Das Problem des Schriftstellers, überhaupt des Künstlers, ist doch, daß er sein ganzes werktätiges Leben versucht, auf das poetische Niveau seiner Träume zu kommen.
(Heiner Müller)
#33 Drei Drähte
Meine Augen brennen vom Qualm der Zigaretten, Zigarillos und Zigarren. Nebenan im Wohnzimmer auf einem langer Geburtstags- oder was-auch-immer-da-gefeiert-wird-Tisch, Flaschen, Zigaretten, Schnaps und Aschenbecher. Ich sehe durch die offene Tür. Die fehlende Wand. Die Männer spülen das Bier mit Schnaps runter, die Frauen kippen dunkelroten Aufgesetzten aus kleinen Likörgläschen.
Die Mutter dreht sich zum Vater. Heinz, du hast ja wieder die Augen voller Sägemehl. Du kannst ja gar nichts mehr sehen.
Sie schaut zu mir herüber. Echt jetzt, schon wieder?

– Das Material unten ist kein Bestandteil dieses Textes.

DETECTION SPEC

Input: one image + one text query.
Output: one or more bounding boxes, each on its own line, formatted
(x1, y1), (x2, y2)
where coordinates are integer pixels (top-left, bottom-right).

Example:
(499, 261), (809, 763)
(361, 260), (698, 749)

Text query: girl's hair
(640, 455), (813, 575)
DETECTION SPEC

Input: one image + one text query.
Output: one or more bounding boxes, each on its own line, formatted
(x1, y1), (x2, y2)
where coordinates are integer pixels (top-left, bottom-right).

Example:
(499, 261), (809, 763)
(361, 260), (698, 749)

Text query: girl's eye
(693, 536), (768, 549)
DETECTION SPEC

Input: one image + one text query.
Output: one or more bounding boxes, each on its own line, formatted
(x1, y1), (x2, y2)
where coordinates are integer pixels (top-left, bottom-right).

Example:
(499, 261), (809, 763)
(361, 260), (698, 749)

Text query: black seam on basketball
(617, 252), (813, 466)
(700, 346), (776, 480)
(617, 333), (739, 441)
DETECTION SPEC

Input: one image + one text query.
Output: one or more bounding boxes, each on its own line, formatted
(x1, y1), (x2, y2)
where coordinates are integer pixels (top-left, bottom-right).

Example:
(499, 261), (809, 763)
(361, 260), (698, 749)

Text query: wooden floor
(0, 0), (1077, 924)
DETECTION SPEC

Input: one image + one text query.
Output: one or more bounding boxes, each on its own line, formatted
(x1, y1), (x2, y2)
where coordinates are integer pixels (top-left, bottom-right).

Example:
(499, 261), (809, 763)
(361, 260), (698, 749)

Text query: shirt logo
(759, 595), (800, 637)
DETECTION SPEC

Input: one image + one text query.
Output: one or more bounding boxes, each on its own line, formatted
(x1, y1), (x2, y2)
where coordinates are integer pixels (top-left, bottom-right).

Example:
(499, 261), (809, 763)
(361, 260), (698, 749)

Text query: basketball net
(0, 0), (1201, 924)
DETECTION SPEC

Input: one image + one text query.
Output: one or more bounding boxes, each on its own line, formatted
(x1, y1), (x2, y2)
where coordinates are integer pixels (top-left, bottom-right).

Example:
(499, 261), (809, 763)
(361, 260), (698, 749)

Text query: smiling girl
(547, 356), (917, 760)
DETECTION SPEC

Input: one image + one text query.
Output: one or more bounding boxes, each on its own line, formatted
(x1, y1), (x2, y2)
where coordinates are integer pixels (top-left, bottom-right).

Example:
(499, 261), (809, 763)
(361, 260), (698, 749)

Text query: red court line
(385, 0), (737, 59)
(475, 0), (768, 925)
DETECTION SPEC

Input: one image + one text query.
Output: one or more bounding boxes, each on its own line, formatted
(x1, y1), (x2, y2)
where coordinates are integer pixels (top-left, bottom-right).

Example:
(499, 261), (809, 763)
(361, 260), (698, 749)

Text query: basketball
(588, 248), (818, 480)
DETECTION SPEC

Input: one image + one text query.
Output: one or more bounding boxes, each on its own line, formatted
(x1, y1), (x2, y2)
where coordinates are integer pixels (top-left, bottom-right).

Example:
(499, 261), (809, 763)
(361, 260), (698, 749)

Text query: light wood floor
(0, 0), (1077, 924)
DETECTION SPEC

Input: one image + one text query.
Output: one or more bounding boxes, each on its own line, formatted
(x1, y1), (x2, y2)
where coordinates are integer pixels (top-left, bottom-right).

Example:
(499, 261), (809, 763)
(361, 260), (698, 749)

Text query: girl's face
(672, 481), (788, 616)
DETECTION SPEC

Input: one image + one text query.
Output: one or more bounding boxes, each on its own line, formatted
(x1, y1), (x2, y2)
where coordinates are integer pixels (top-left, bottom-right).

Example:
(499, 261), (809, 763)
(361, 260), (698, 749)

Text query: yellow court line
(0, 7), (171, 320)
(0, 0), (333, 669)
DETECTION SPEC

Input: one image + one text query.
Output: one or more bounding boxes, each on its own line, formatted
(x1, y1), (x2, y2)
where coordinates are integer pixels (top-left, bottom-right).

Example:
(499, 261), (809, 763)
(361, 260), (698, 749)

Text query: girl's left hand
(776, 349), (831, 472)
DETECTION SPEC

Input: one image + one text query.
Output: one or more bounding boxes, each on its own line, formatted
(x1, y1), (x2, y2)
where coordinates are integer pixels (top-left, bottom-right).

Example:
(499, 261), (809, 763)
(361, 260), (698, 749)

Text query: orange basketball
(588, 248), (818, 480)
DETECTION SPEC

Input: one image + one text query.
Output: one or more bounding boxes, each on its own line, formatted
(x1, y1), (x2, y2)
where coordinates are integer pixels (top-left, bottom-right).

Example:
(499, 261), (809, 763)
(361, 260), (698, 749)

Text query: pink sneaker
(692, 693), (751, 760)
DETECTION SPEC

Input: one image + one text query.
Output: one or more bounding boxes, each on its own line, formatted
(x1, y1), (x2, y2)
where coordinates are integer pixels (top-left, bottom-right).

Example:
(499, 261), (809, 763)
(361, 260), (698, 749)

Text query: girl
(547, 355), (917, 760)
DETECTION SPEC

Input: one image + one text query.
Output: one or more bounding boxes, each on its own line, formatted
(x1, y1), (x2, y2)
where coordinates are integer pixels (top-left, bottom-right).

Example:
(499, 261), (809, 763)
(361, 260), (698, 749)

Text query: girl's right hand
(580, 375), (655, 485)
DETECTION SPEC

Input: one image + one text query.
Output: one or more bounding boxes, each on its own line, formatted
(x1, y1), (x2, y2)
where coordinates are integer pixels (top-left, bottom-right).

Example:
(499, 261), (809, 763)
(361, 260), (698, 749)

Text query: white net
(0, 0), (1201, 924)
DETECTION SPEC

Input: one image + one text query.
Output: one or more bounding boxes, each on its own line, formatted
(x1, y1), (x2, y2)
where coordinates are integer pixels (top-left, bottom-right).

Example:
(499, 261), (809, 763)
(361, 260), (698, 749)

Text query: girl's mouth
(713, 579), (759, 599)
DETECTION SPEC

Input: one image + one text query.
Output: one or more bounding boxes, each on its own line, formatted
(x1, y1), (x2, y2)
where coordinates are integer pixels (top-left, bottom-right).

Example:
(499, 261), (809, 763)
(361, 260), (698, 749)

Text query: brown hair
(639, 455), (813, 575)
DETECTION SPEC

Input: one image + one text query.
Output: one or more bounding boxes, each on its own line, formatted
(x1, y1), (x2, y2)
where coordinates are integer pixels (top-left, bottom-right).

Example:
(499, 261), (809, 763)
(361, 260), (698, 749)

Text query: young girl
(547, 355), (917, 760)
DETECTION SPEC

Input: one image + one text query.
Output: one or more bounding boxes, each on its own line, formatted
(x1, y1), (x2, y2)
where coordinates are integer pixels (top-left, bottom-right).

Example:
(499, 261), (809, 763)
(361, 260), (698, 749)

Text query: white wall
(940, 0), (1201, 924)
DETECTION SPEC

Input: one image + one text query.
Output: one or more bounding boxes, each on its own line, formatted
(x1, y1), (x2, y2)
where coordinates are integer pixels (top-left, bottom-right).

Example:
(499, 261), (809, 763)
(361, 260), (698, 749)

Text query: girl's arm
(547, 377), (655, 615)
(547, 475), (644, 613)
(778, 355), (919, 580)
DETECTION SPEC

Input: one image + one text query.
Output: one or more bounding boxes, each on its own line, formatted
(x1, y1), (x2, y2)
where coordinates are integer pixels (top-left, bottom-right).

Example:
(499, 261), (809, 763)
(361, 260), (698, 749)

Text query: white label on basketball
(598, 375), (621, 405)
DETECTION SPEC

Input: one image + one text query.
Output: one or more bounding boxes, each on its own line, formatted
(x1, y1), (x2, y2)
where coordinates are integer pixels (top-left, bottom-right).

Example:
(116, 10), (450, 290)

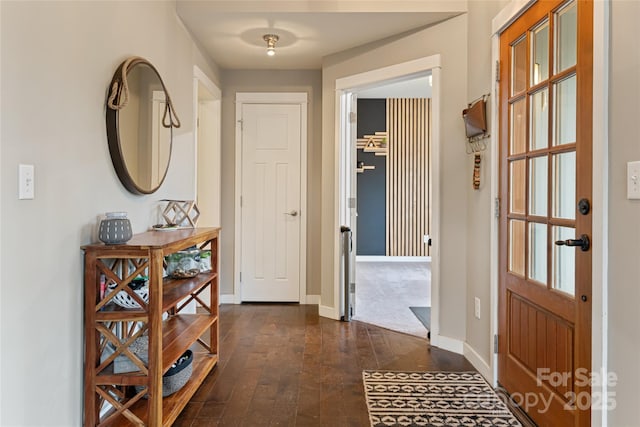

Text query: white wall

Okay. Ich gehe rüber, stelle mich hinter ihn, beuge mich runter und flüstere ihm ins Ohr. Komm ich spüle es weg. Er jammert, hält sich die Augen, legt aber den Kopf zurück. Ja, ich weiß, dass es weh tut. Ich puste das Sägemehl mit Druckluft weg. Aber es wird wiederkommen.
Ich weiß, es müssten nur drei ganz kleine Drähte in die Schläfen und die Fontanelle gesteckt werden und alles würde sofort klar. Nur drei kleine Drähte. Nirgendwo angeschlossen, ohne Equipment, ohne Verstärker. Nur drei ganz dünne Drähte.